Santa Chiara - Basilique Sainte-Claire – C’est là qu’est conservé le fameux crucifix de St-Damien et le tombeau de Claire, cette femme forte et persévérante qui réussit à imposer une Règle de Pauvreté intégrale pour son Ordre des Clarisses, ce qui était absolument invraisemblable pour l’époque. La créativité de sa vie spirituelle pourrait se dire : un silence éblouissant !

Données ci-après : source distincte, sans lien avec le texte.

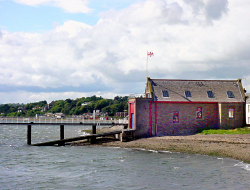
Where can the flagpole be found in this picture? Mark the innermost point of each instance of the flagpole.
(147, 66)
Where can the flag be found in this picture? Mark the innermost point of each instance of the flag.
(150, 54)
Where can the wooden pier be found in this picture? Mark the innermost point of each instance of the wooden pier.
(119, 134)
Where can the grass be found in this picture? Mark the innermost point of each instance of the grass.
(244, 130)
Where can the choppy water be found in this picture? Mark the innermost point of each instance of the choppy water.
(28, 167)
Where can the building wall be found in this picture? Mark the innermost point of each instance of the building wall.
(237, 121)
(156, 118)
(142, 119)
(247, 113)
(187, 123)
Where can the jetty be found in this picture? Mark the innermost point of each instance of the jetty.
(121, 135)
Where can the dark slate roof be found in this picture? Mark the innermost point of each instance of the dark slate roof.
(198, 88)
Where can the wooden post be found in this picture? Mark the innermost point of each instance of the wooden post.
(62, 134)
(93, 139)
(29, 134)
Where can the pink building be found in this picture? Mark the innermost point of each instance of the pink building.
(181, 107)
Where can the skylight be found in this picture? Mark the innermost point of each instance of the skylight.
(165, 93)
(188, 94)
(210, 94)
(230, 94)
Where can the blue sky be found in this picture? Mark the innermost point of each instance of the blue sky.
(58, 49)
(16, 17)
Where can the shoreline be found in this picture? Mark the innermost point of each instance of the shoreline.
(231, 146)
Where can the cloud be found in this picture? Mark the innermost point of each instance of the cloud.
(72, 6)
(110, 57)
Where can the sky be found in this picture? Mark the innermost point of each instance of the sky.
(59, 49)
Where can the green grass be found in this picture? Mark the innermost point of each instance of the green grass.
(245, 130)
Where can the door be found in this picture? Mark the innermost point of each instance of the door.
(132, 120)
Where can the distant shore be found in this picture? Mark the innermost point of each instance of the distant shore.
(231, 146)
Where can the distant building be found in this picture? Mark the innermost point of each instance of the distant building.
(248, 108)
(121, 114)
(59, 115)
(85, 103)
(21, 109)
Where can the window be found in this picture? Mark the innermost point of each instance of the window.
(230, 94)
(210, 94)
(175, 117)
(198, 113)
(231, 113)
(188, 94)
(165, 93)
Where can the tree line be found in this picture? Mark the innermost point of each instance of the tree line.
(78, 106)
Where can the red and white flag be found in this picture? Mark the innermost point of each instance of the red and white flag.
(150, 54)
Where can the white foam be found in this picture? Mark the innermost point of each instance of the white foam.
(243, 165)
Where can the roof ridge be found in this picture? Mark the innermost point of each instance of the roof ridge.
(196, 80)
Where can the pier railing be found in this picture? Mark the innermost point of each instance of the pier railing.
(49, 120)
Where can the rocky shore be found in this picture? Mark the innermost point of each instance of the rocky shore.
(231, 146)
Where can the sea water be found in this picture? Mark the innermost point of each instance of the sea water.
(90, 167)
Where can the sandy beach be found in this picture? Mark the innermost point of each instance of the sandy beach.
(231, 146)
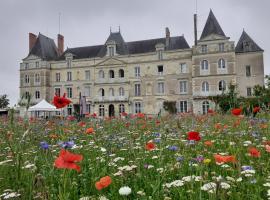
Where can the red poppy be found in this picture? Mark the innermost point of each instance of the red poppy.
(193, 135)
(68, 160)
(150, 146)
(236, 111)
(254, 152)
(256, 109)
(60, 102)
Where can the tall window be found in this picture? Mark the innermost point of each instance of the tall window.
(69, 92)
(204, 65)
(137, 89)
(121, 73)
(205, 107)
(205, 86)
(183, 68)
(101, 111)
(137, 71)
(204, 48)
(37, 94)
(221, 63)
(57, 77)
(121, 92)
(121, 108)
(248, 71)
(87, 75)
(222, 85)
(69, 76)
(138, 107)
(183, 106)
(183, 87)
(161, 88)
(111, 74)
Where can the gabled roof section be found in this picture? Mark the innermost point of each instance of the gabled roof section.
(44, 48)
(121, 47)
(246, 44)
(212, 26)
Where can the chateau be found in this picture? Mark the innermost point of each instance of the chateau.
(138, 76)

Les carceri – Ces ermitages confrontent à la réalité de la solitude. François a passé la moitié de sa vie convertie dans des ermitages qu’il a lui-même établis. On y voit un arbre qui, selon la légende, serait celui où François a prêché aux oiseaux, ce qui symbolise l’intense attention que cet écologiste avant la lettre accordait à toute créature vivante.
Le mouvement franciscain trouve de profondes racines spirituelles dans la réflexion solitaire. Nous avons passé une journée dans les grottes de Mont Subasio. Laurent a célébré une messe en plein air dans la forêt de l’un de ces ermitages. Cela me rappelait l’exaltation liée à l’immersion totale dans la nature que nous vivions chez les Guides.

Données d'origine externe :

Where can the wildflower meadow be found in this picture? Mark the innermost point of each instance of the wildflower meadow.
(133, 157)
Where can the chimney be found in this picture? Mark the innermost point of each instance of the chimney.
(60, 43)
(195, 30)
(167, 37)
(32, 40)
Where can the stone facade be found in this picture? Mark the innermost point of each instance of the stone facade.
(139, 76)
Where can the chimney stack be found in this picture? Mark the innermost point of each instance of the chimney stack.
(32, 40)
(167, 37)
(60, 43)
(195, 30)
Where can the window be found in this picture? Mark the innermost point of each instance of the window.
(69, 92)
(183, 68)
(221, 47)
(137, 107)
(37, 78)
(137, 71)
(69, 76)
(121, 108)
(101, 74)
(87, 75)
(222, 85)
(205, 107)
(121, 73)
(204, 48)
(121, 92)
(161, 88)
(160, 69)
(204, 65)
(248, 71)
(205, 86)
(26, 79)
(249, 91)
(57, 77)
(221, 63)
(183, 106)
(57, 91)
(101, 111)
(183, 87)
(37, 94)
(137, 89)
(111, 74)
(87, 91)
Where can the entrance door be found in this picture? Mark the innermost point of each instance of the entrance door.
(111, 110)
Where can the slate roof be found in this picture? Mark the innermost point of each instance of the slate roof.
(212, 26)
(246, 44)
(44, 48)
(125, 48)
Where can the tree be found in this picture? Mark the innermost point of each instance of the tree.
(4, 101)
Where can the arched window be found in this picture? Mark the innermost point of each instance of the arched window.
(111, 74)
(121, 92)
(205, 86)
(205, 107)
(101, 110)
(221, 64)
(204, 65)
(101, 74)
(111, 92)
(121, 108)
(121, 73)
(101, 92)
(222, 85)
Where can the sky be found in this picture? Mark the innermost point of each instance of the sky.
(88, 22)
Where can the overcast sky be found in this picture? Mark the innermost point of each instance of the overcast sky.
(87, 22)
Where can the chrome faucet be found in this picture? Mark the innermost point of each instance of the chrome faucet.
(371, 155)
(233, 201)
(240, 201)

San Rufino – C’est dans la cathédrale Saint Ruffin que Claire, fille d’aristocrate, et François, fils de riche bourgeois, furent baptisés. Plus tard, Claire y a entendu prêcher François converti ; il a semé dans son esprit les petites graines de l’inspiration vers le détachement et la consécration aux œuvres évangéliques.
Isola Maggiore, Lac Trazimeno – L’Île Majeure est la plus grande île dans ce lac Trasimène qui est le plus grand lac d’Italie. C’est là que, selon la légende, François passa les quarante jours du Carême de 1211, à jeûner en solitaire. Nous avons passé la journée dans la solitude et le jeûne à nous promener dans l’île dans une quête de sens. Belle expérience un peu exigeante mais vraiment rentable au plan spirituel !

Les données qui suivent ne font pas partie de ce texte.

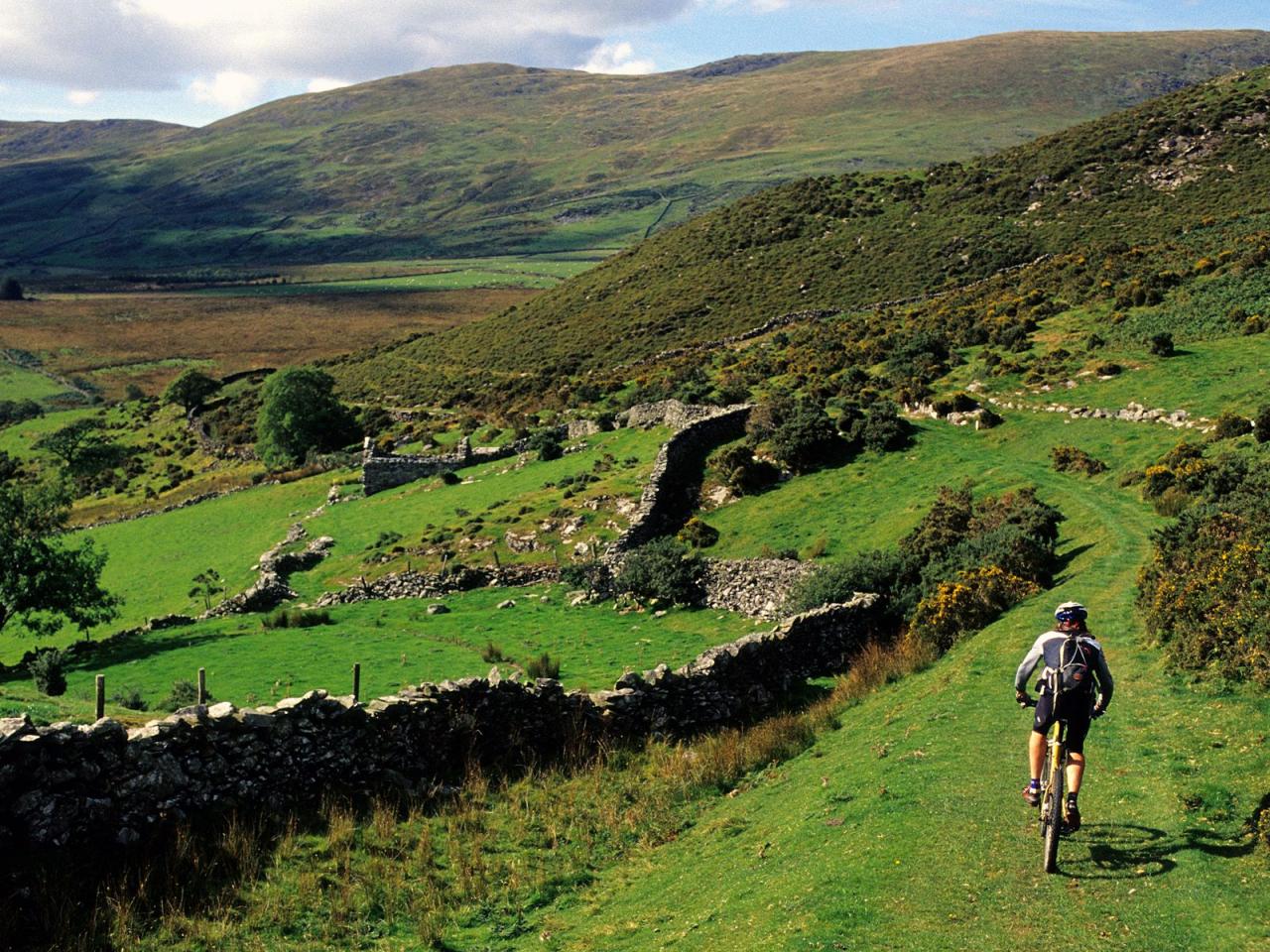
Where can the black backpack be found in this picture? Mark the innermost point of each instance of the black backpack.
(1075, 674)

La Porzioncula – François répara la petite chapelle du Portioncule qui devint le centre de sa mission. Ses Frères et lui-même habitaient des cabanes autour. De là, François les envoya , par deux, dans le reste du monde en mission. C’est là qu’ils accueillirent Claire qui venait de fuir la maison familiale pour se consacrer à Dieu. On tondit ses cheveux et elle abandonna ses riches vêtements et ses bijoux. Puis elle fut conduite chez les Bénédictines pour y être protégée.
Cette petite chapelle est maintenant sise au cœur de l’immense basilique Saint-Marie-des-Anges qui fut construite autour d’elle. Le contraste entre la minuscule chapelle, témoin d’événements si importants, et l’immense temple est saisissant !
Basilique Saint-François – Le corps de François est enchâssé dans une crypte en pierres sous les deux églises superposées.
Ici, plus qu’ailleurs, le talent d’artistes de génie élèvent l’esprit.
Dans l’église inférieure, les fresques évoquent la pauvreté, la chasteté, l’obéissance et le triomphe de François. Ce sont des artistes de l’école de Giotto qui ont effectué ce travail. Il y a aussi des fresques de Cimabue et de Lorenzetti.
Dans l’église supérieure se trouvent la célèbre série de vingt-huit fresques évoquant la vie et les miracles de François, peintes par Giotto et ses élèves. La plus touchante est celle de François aux oiseaux.
L’ALVERNE
Le cœur et l’esprit captifs de toute cette beauté d’Assise, nous sommes partis, pour terminer notre voyage, vers le sanctuaire franciscain du mont Alverne en Toscane. Cette montagne impressionnante fut donnée à François par le Comte Orlando. C’est un lieu escarpé très favorable à la méditation et à la contemplation. On dit que c’est en ces lieux que François reçut « les stigmates », c’est-à-dire qu’il aurait été porteur des plaies infligées au Christ durant sa Passion.
Pour conclure, je dois reconnaître que j’ai adoré ce long cheminement à l’intérieur de la spiritualité franciscaine. Tout était propice à la réflexion, à l’ouverture, à la camaraderie sympathique, à l’échange fraternel.